最近Web記事で、「GW中にもっとも人の少ない駅に行く」みたいな記事を読んで面白かったので、
その記事も入った書籍を読んでみた。
「旅」を愛する、すべての人へ。
日本旅行作家協会(会長・下重暁子氏)「旅の良書」認定作。古市憲寿氏、田村淳氏、中瀬ゆかり氏、ダ・ヴィンチ・恐山氏など、各界から絶賛の声、続々。
Web記事累計600万PVの会社員ライター、鮮烈のデビュー作。
うん。面白い。ライター兼会社員の岡田さんが、国内・国外いろいろなところにいった記録の、よりぬき集といったところか。
第一章海外編は、南極を皮切りに、なかなか行きにくい難易度高めの旅行先の体験記。
それなりに面白いが、クレイジージャーニーとかそういう取材旅行や冒険記なものからすると、少し味が薄く感じられる部分もある。バックアップのない海外においてことさら危険な行動をするのは危険でもあるし、たとえばおおっぴらに取材をしているわけではないので、画像・映像などについても限定的なものにななってしまうのは仕方がない。危険地域に行くことがスタートラインである「取材」と、ゴールである違い、といえば適切だろうか。
しかし、一般人ではなかなかいかないところに果敢に挑戦しているし、これはこの方の旅行のほんの一部なわけだが、第二章、第三章をみるにつけ、おそらく、場所がどこであれ面白く読めるものを書く才があるので、この海外編はその点では題材を尊重するあまり、良さがみえづらいのかもしれない。
第二章国内編。第三章近所編。
誰でも行けるはずの場所の記録ではあるが、それこそが作者の個性がでていて面白い。特にWeb記事となっていた箱根ヶ崎や大学の所属していた部活のルーツを遡った国立編はめっぽう面白い。

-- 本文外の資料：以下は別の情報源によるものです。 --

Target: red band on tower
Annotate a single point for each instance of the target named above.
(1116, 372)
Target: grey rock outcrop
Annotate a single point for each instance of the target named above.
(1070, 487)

第三章の近所編はさらにその極み。結局のところ、この人そのものの視点そのものに面白さがあるのだなあと再確認させられる。コロナ禍とか、だいぶしんどかったろうに、乗り越えてよかった。
これからもいろいろ旅して見聞きしたことを書いてくれていたら、多分いろんな人の旅行のきっかけになったり、考えるきっかけのさざなみになったらいいなあと思う。
とはいえ、Web記事で濃密に見える記事も、書籍にして雑多な情報をクレンジングした形にすると、フックが減ってしまうのも事実。コンテンツっていうのは大なり小なりメディアに最適化して構築されるわけで、ウェブライティングの難しさだと思う。